Previous macroeconomic studies have looked at recurrent asset bubbles ending up with large crashes through the lens of overlapping generation models. But there is an important limitation to this approach: households only exist for a short time in these models. This means that they do not live long enough to form expectations about bubbles. 

The authors believed that including expectations of bubble formation was crucial to capturing the role that these economic swings have on investment and economic growth. 

Introducing bubble dynamics into an endogenous growth model with long-lived households revealed some key insights into how bubbles influence households’ incentives to work, save, and consume.

First, the researchers noticed a positive crowding-in effect. Once asset bubbles appear, they make households feel richer and mitigate investors’ funding problems by speeding up capital accumulation, which in turn stimulates economic growth.

But at the same time, long-lived households see these bubbles come and go, and so expect them to happen in the future, which has a perverse, crowding-out effect. 

“If people expect bubbles to arise in the future, they think that it's okay to enjoy consumption and leisure right now rather than investing and working today,” Ryo Jinnai told the AEA in an interview. “And that is a headwind against growth.”

Whether the costs of this crowding-out effect outweighs the benefits of the crowding-in effect depends on how developed a country's financial sector is. 

When financial sectors are underdeveloped, they do a poorer job of getting funding to worthwhile projects efficiently. In that case, bubbles can actually help smooth these financial frictions by making it easier to obtain investments. However, as the financial sector develops, this problem becomes less severe, and so there is less benefit from the crowding-in effect.

The authors applied these modeling insights to US GDP and stock market data from 1984 to 2017. They were able to identify two prominent bubbles: one from 1997 to 2001, corresponding to the dot-com boom, and the other from 2006 to the onset of the Great Recession, corresponding to the housing bubble.

 

A look at the data
The chart below shows quarterly US data on GDP growth and the stock market to GDP ratio from 1984 to 2017. The red line—a 10-year rolling-window average—shows that GDP growth slowly declined from the 1990s to after the Great Recession in 2008.

 

From this modeling exercise, the authors found that the US economy benefited from the bubble-driven economic booms. They estimated that the combination of the two bubbly episodes permanently raised the level of US GDP by about 2 percentage points. 

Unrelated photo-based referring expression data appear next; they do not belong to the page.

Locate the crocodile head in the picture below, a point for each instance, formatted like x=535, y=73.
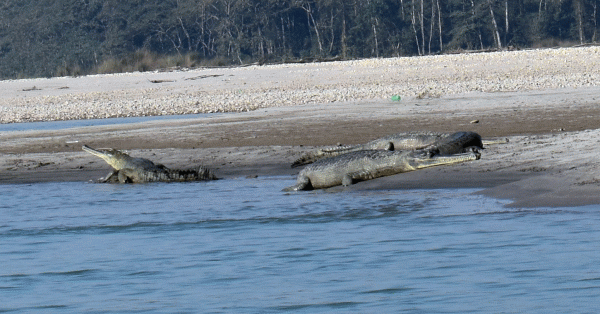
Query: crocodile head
x=426, y=158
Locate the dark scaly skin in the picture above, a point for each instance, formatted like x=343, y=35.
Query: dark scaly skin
x=362, y=165
x=444, y=143
x=127, y=169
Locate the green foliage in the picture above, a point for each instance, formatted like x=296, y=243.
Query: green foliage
x=75, y=37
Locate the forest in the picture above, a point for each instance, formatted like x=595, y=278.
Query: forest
x=44, y=38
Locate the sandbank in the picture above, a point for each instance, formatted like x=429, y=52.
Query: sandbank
x=551, y=159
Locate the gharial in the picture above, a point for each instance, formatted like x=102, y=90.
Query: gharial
x=443, y=143
x=352, y=167
x=127, y=169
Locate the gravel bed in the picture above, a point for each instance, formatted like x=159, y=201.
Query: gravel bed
x=253, y=87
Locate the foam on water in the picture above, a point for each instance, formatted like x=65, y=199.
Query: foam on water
x=241, y=245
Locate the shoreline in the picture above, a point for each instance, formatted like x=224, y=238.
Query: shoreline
x=550, y=161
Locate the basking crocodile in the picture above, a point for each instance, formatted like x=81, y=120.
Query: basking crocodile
x=364, y=165
x=128, y=169
x=445, y=143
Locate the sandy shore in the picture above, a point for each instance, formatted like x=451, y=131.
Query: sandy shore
x=550, y=118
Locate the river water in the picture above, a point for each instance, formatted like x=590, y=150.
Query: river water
x=243, y=246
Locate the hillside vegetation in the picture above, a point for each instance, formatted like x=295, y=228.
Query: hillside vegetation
x=74, y=37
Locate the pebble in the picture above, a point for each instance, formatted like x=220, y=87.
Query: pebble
x=322, y=83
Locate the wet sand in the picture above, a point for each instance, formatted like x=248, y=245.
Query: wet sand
x=551, y=159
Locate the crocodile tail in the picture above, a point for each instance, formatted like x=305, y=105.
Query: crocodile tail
x=310, y=157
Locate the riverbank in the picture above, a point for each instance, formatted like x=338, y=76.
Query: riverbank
x=551, y=159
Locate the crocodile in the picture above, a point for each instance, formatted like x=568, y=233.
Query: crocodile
x=127, y=169
x=446, y=143
x=352, y=167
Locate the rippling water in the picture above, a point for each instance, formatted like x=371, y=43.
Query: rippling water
x=242, y=246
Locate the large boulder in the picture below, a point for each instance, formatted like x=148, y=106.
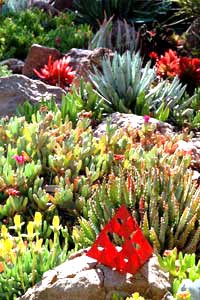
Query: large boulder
x=83, y=61
x=37, y=57
x=83, y=278
x=16, y=89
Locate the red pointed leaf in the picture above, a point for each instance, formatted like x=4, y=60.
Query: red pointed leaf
x=135, y=250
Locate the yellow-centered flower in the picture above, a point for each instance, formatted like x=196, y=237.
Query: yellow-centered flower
x=38, y=245
x=21, y=247
x=30, y=230
x=4, y=232
x=8, y=245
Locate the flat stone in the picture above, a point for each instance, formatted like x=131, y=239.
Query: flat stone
x=83, y=278
x=16, y=89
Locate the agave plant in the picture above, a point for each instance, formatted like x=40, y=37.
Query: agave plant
x=128, y=87
x=57, y=73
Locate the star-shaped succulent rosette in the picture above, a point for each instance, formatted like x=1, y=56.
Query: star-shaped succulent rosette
x=132, y=254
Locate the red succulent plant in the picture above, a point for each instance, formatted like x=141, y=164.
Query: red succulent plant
x=168, y=64
x=57, y=72
x=187, y=69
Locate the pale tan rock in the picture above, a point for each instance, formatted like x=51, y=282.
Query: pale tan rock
x=16, y=89
x=83, y=61
x=83, y=278
x=125, y=121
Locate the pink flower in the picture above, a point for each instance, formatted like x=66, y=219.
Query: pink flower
x=146, y=119
x=153, y=55
x=20, y=159
x=118, y=156
x=12, y=192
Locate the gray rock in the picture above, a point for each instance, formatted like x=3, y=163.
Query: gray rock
x=16, y=89
x=37, y=57
x=83, y=61
x=82, y=278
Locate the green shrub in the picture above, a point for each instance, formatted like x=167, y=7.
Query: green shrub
x=128, y=87
x=180, y=267
x=25, y=256
x=19, y=31
x=14, y=6
x=156, y=185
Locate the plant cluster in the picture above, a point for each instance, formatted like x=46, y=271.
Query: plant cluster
x=128, y=87
x=181, y=267
x=146, y=181
x=20, y=30
x=60, y=182
x=27, y=254
x=170, y=65
x=94, y=12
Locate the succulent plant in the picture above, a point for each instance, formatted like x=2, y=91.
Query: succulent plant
x=24, y=257
x=57, y=73
x=157, y=187
x=128, y=87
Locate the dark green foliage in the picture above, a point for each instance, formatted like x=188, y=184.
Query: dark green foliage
x=93, y=12
x=19, y=31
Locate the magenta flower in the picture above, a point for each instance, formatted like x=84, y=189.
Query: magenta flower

However, they also found that if there had been no expectations that bubbles would form at all, then the US economy would have grown even faster. The crowding-out effect of future bubbles more than outweighed the benefits of the crowding-in effect from the two bubbles.

The findings suggest that macroprudential policymakers should be more cautious about letting bubbles arise in the first place.

“Our model offers another reason to intervene and prevent bubbles, because the sheer expectation of the bubble is already a bad thing,” Jinnai said. “Financial regulations that reduce expectations of bubbles may be a good idea especially in developed economies.”

Bubbles, Crashes, and Economic Growth: Theory and Evidence appears in the April 2023 issue of the American Economic Journal: Macroeconomics.